The use of privately contracted school inspectors is on the rise, despite concerns about their "inconsistent" performance.
Additional inspectors (AIs), employed by private firms which carry out inspections for Ofsted, have cost #163;126 million over the last three years, figures released to The TES have revealed.
They led 78 per cent of the state schools inspections carried out in 200910, up from 76 per cent the previous year.
Representatives from the three independent service providers (ISPs) - CfBT, Tribal and Serco - told Wednesday's hearing of the Commons education select committee, which is scrutinising the role and performance of Ofsted, that some inspectors had not taught in a classroom for more than 20 years.
Several submissions to the committee raised concerns about the quality of AIs' inspections compared to those carried out by Her Majesty's Inspectors (HMIs), who are employed directly by Ofsted.

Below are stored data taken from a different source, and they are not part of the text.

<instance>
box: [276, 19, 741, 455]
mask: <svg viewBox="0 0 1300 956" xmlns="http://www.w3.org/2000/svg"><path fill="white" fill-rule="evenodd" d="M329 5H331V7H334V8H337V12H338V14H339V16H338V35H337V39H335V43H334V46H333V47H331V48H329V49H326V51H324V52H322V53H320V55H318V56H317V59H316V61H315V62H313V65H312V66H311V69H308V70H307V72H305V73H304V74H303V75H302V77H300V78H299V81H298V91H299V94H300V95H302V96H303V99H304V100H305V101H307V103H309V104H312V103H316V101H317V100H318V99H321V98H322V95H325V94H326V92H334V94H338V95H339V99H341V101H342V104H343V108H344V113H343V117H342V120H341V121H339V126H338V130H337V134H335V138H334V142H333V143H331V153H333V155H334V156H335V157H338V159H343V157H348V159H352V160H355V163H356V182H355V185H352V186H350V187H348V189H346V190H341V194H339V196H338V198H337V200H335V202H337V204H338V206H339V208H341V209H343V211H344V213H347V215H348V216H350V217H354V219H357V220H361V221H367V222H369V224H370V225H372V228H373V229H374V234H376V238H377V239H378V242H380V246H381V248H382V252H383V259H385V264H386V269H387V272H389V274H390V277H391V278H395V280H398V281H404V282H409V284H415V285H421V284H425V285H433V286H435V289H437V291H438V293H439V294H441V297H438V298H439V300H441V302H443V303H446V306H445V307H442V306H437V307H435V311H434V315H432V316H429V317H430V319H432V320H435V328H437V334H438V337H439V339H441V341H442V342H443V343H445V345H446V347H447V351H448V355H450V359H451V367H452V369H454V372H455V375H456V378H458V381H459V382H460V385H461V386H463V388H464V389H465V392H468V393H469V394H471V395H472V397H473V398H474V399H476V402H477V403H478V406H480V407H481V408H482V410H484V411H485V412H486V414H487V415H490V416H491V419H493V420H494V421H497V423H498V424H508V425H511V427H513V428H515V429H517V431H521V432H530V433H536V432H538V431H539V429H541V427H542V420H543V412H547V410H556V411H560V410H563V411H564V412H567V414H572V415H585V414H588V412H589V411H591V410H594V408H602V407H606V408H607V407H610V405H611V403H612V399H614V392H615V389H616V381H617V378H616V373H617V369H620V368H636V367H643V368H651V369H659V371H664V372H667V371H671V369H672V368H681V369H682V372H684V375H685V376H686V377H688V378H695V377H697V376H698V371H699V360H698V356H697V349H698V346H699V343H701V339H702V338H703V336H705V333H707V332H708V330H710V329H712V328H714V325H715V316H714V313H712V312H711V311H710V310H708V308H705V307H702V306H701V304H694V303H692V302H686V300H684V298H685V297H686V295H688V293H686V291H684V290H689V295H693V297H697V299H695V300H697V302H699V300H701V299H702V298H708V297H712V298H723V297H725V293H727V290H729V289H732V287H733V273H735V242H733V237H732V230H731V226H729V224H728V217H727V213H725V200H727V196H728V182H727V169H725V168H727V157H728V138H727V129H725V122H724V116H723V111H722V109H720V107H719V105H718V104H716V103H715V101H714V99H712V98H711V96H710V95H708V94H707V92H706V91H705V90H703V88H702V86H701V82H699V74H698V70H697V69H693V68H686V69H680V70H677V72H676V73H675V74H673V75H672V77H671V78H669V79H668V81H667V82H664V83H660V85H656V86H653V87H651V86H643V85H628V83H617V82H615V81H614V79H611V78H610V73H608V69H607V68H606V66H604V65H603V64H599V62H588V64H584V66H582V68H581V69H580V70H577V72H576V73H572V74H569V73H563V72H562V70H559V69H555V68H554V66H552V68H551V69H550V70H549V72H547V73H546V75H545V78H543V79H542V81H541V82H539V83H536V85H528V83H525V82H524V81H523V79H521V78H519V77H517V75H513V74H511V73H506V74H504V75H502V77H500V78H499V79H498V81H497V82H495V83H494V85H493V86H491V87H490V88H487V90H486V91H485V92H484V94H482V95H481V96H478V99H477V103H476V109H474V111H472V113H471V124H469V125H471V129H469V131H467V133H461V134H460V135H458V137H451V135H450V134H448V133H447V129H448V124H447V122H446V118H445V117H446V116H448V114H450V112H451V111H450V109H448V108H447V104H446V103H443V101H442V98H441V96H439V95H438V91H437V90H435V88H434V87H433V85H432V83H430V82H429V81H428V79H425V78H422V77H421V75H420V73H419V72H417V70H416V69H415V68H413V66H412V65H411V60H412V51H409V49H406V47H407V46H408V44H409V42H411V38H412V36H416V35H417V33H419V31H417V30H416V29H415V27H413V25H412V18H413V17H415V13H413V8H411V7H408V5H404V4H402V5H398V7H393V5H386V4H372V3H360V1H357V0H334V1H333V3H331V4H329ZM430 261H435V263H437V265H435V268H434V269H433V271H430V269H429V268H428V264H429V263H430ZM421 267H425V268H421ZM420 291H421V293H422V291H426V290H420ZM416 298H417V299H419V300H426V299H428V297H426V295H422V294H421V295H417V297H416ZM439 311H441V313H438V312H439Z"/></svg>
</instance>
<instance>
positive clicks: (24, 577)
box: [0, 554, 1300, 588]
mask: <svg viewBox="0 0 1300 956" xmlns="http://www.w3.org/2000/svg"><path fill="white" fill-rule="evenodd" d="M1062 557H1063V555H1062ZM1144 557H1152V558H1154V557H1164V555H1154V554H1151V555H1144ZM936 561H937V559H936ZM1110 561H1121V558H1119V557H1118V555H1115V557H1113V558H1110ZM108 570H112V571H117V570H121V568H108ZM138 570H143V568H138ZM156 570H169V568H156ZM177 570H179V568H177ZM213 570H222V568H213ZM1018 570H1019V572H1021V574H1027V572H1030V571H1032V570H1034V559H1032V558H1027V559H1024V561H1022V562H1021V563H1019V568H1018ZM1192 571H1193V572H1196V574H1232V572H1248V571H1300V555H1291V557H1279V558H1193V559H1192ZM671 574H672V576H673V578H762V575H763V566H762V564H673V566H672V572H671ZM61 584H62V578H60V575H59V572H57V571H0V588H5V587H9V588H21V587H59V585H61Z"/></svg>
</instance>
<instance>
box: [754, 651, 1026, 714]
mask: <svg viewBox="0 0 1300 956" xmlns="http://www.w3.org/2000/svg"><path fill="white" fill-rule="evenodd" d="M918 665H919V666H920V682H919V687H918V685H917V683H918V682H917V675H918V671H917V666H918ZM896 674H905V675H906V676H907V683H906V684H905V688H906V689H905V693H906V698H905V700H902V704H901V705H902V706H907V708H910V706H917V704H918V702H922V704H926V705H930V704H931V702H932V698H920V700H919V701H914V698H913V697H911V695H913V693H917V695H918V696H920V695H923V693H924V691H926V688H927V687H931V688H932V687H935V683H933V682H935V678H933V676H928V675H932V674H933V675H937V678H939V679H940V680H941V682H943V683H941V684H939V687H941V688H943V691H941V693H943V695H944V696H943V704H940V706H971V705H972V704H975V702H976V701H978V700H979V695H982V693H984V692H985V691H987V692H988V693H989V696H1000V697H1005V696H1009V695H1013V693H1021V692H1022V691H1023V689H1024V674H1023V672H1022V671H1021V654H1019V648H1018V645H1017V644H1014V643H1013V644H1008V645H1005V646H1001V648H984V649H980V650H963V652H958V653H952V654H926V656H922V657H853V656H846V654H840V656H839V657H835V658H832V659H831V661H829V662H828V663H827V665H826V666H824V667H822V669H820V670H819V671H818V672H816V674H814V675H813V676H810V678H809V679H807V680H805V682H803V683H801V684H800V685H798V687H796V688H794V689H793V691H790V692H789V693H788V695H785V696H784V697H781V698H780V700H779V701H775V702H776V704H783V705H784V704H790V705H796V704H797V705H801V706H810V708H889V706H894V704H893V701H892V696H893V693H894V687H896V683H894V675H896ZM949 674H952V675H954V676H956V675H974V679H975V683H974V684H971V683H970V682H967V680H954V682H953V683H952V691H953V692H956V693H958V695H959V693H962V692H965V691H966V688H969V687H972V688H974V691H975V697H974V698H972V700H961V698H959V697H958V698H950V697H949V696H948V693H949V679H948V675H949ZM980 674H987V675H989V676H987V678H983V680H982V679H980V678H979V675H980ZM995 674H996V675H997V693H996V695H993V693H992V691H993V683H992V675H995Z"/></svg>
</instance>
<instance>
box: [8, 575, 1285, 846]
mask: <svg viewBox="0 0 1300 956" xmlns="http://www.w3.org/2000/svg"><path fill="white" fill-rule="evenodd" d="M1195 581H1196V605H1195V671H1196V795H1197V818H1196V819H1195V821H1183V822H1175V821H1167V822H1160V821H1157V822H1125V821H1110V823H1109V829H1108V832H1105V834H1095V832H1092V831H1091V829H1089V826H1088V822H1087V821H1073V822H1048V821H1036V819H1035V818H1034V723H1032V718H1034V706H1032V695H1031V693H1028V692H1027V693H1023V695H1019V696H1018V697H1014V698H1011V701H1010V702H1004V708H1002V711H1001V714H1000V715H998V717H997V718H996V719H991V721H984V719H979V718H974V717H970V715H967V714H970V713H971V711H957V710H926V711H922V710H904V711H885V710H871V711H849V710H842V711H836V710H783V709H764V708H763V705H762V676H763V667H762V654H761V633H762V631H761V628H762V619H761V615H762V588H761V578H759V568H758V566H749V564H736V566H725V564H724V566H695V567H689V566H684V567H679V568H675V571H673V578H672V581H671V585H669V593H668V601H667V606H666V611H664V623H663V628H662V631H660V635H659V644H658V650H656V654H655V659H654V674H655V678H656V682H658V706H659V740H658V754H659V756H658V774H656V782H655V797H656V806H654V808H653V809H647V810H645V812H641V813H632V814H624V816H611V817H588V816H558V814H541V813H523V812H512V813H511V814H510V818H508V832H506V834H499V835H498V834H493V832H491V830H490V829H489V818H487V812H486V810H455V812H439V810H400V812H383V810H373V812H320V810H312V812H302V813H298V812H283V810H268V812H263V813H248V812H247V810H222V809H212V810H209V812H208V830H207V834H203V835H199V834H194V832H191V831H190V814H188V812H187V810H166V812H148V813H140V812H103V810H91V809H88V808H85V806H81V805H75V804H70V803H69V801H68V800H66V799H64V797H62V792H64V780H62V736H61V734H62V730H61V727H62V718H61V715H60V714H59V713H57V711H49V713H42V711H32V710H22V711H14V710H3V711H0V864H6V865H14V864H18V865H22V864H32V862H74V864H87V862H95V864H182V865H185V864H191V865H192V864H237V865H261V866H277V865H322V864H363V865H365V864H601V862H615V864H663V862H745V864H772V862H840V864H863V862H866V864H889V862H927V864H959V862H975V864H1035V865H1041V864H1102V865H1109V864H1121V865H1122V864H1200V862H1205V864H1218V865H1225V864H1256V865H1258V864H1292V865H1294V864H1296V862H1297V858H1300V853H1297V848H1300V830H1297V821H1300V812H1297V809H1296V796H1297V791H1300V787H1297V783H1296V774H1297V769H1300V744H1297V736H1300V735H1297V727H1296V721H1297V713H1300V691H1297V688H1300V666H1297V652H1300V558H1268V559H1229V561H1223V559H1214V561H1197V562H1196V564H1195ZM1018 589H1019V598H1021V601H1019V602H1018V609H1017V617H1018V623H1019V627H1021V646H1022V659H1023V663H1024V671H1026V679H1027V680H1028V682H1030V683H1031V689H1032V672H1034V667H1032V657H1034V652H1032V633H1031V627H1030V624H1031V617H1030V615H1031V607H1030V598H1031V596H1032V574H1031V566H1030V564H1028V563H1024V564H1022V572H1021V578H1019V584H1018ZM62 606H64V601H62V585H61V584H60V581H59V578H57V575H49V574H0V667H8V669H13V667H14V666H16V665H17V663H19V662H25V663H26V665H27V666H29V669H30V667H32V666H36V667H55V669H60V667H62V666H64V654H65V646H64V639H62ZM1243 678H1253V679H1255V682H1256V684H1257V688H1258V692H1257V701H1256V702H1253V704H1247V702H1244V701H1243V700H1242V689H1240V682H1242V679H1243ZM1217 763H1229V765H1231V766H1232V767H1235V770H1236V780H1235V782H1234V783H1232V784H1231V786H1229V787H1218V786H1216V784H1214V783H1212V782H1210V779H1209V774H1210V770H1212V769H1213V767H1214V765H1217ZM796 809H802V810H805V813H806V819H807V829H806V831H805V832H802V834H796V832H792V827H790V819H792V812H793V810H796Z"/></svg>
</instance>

The ISPs insist AIs' work is carefully monitored so there is "little discernible difference" between them and HMIs - and Ofsted admitted to The TES that it could not afford to employ the extra 150 HMIs which would be needed if they were to lead all of its inspections.
A written submission from teaching union NASUWT said it "remains concerned that in too many instances ... inspectors' knowledge, experience and understanding of key elements of the areas they are seeking to inspect are inadequate or insufficiently up to date".
Anastasia de Waal, deputy director for research at think-tank Civitas, told an earlier committee hearing that schools "prefer" being inspected by HMIs as "they feel they are getting additional advice".